Opening Day is a time of high hopes and big dreams. Everybody starts from the same place and it only takes one hit to be batting 1.000. The way the Indians have played the last several years, those high hopes are typically dashed by the second inning. For the last four seasons, it seemed that even getting an Opening Day win was akin to doing the impossible, like the ant moving a rubber tree plant in the old Sammy Cahn song. Still, Opening Day comes, we get all Charlie Brown mushy about the game’s return, and the high hopes take over again.
The Indians played their first game of the 2013 season tonight against the Toronto Blue Jays. It was a night of walks, passed balls, wild pitches, thrown bats (two), and general settling into the new season. The Jays started knuckleballer (and Cy Young Award Winner) R.A. Dickey, and for the first few innings it was only by the grace of the funky physics of the knuckleball that the Tribe got men into scoring position or scored any runs. (We scored twice in the 2nd inning.)
Justin Masterson started the game and the season by walking Jose Reyes, which isn’t exactly how you want to get things going. Later that inning he gave up a single to Jose Bautista and hit Edwin Encarnacion with a pitch. While he managed to get out of it without giving up any runs, it wasn’t pretty. He threw 70-some pitches in the first three innings. Then something happened–actually, a lot of somethings happened. Asdrubal Cabrera and Jason Kipnis turned a double play in the 3rd with no outs and the bases loaded, which resulted in the only Jays’ run of the night. And it sparked something of a turnaround in the way the Indians were playing. Masterson started to settle down, retiring the last 10 Jays batters he faced. By the third time through the lineup, the Indians were getting the hang of Dickey’s knuckleball. Michael Bourn started off the 5th inning with a single, then Asdrubal Cabrera hit a two-run dinger that put the Indians ahead 4-1, and that’s all it took.

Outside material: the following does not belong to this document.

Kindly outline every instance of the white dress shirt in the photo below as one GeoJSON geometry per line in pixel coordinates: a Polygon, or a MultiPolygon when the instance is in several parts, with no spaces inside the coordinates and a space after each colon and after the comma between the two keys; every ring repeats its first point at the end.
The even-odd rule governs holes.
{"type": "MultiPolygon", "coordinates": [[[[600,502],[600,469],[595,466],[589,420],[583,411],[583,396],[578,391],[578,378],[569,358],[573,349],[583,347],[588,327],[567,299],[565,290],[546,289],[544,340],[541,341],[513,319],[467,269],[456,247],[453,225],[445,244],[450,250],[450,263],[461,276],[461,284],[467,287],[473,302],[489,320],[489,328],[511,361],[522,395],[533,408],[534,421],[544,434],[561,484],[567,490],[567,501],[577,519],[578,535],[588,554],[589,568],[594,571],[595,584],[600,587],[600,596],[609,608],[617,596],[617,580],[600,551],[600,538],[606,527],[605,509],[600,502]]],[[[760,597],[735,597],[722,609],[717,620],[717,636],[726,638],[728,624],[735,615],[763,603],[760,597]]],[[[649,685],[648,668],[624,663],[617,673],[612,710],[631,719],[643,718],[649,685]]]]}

Last Opening Day, Justin Masterson left the game in the 8th inning with a 4-1 lead in a game the Indians ended up losing 7-4 in 16 innings. Somehow, when Joe Smith came in at the top of the 7th, I didn’t see a repeat of last year’s debacle happening. Instead, my high hopes were fulfilled. Smith and Vinnie Pestano went 1-2-3 in the 7th and 8th, and Chris Perez retired the first two batters of the 9th before giving up his obligatory suspense-building double as a prelude to striking out Colby Rasmus to end the game.
Like most Tribe fans, I have high hopes for this season. Will there be disappointments? Sure. A June swoon? Maybe. A second-half collapse? Hope not. For now, I’m just going to revel in the Opening Day win and keep on singing.